Dear Mr. Dad: I’m in the US Air Force, stationed in Italy. My wife is 5.5 months pregnant with our first and I’ve asked our on-base obstetricians to allow me to catch the baby when it’s born. I feel I should be the first person to hold my child, not some doctor we’ll never see again. They don’t seem too happy with this and I fear I won’t get the chance. Since we’re overseas, we don’t have the option of choosing a different OB. Am I being petty?
A: It wasn’t all that long ago that dads weren’t allowed in the delivery room at all, let alone to get involved in the actual delivery. In fact there was a case back in the 70s of an expectant dad being arrested for trying to attend the birth of his child. That idiotic attitude changed after a while, and cutting the cord became the standard. Today, things have progressed even further, and lots of dads do exactly what you want to do: catch the baby. So no, you’re not being petty. Hopefully, other expectant dads will read this and be inspired by you.
Now, just because you CAN catch your baby, you shouldn’t plan on doing it alone. Having a trained medical professional by your side during the process is pretty important. The OBs you have on base will do nicely. But keep in mind that all sorts of unexpected things can (and often do) happen during labor and delivery, and you may need someone with expert skills to step in. So you don’t want to alienate them.
Okay, let’s talk about why the docs may be skittish about letting you catch the baby—even though you’re well within your rights to ask. The problem is that even though it’s getting more common, it’s still not the norm, which means they may not have a huge amount of experience with dads doing what you want to do. Throw in some worries about potential complications to your wife and soon-to-be-born little one, and you can see where they’re coming from.

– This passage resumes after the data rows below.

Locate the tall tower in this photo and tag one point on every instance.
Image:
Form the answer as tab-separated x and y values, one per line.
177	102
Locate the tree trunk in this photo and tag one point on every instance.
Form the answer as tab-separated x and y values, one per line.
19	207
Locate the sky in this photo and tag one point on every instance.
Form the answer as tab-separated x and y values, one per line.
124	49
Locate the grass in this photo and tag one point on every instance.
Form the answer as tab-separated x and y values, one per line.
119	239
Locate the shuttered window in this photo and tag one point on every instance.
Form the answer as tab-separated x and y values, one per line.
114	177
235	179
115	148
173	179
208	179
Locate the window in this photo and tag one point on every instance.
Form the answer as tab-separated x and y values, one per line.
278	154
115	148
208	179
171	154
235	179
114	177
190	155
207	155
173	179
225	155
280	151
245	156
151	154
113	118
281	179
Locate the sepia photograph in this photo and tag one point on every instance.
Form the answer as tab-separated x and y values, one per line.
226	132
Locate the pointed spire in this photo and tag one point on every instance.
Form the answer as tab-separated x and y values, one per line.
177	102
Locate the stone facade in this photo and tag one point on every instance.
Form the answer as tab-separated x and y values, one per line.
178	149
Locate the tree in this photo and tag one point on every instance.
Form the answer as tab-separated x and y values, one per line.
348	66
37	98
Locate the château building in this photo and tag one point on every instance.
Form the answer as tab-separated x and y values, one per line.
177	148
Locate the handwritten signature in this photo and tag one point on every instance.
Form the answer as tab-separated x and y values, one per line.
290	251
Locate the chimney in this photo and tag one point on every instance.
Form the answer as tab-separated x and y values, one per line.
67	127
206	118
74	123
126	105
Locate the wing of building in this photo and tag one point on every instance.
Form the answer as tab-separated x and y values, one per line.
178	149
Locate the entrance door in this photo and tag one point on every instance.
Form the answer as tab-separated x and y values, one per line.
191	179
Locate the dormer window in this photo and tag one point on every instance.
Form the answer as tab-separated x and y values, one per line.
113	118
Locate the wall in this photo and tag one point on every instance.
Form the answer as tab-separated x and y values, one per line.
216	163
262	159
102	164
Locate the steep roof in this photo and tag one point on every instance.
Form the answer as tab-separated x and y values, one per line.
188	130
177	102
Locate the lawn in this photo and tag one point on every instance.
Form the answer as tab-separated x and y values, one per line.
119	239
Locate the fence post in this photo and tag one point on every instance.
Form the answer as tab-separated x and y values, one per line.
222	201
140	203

Another reasons the OBs might be less-than enthusiastic to let you catch your baby is that they’re worried you might inadvertently do something wrong or pass out. I caught my youngest when she was born (it wasn’t an option with the older two) and I can tell you that just-born babies are slippery You can minimize everyone’s worries by asking the docs to demonstrate exactly what you should do and when. Then practice. A lot. Keep in mind that the medical team’s first priority will be your wife and baby. That means that no matter how much you’ve practiced, someone will have to be standing right next to you, just in case.
One more thing to keep in mind. A lot more dads plan to catch their newborn than actually do. Some get squeamish and change their minds last minute. Others have the decision made for them. No matter how well-prepared a laboring mom is, she really needs your support, which means she may want you up by her head, helping her focus, instead of down south. So talk to her well in advance and ask what she’d prefer (keeping in mind that this could change in the delivery room).
Catching your baby is a very special thing. But he or she couldn’t care less who does the job. Your wife, on the other hand, will. As with the medical team, your first priority should be to her. If she says she needs you to be someplace in particular, be there.